A natural locate is needed to make a “proper” short-sale, according to Moshe Hurwitz, who recently launched Blue Zen Capital Management in Atlanta to specialize in short selling. The broker gives you a price to borrow shares and places the actual shares in your account. You can then short them if you want to.

A nonnatural locate is “when the broker gives you shares they do not have,” according to Hurwitz.

When asked if a nonnatural locate would constitute fraud, Hurwitz said “yes.”

How is naked short selling possible? According to Hurwitz, “it is incumbent on the brokers” to stop placing borrowed shares in customer accounts when supplies of shares are depleted. But he added that some brokers, even in the U.S., lend out the same shares multiple times, because it is lucrative.

“The reason they do it is when it comes time to settle, to deliver, they are banking on the fact that most of those people are day traders, so there would be enough shares to deliver.”

Hurwitz cautioned that the current round of complaints about naked short selling wasn’t unusual and even though short selling activity can push a stock’s price down momentarily, “short sellers are buyers in waiting.” They will eventually buy when they cover their short positions.

“But to really push a stock price down, you need long investors to sell,” he said.

Different action that can appear to be naked shorting

Lamensdorf said the illegal naked shorting that Verb Technology Co. VERB, +69.65%, Genius Group Ltd. GNS, +45.37% and other microcap companies have been recently complaining about might include activity that isn’t illegal.

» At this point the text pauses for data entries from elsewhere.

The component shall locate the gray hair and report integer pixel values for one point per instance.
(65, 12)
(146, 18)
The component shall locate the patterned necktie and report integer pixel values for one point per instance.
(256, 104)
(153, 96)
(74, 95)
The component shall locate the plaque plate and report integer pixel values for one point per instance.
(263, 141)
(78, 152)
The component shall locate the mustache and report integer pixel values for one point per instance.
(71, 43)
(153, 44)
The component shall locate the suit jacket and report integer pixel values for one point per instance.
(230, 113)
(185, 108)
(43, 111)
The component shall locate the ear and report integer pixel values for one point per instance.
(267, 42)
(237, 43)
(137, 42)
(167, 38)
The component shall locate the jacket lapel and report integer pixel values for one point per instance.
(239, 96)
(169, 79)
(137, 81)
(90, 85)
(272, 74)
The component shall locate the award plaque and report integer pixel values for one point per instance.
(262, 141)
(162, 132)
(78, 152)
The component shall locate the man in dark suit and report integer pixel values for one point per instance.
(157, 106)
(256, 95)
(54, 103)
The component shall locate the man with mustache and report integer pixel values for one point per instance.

An investor looking to short a stock for which shares weren’t available to borrow, or for which the cost to borrow shares was too high, might enter into “swap transactions or sophisticated over-the-counter derivative transactions,” to bet against the stock,” he said.

This type of trader would be “pretty sophisticated,” Lamensdorf said. He added that brokers typically have account minimums ranging from $25 million to $50 million for investors making this type of trade. This would mean the trader was likely to be “a decent-sized family office or a fund, with decent liquidity,” he said.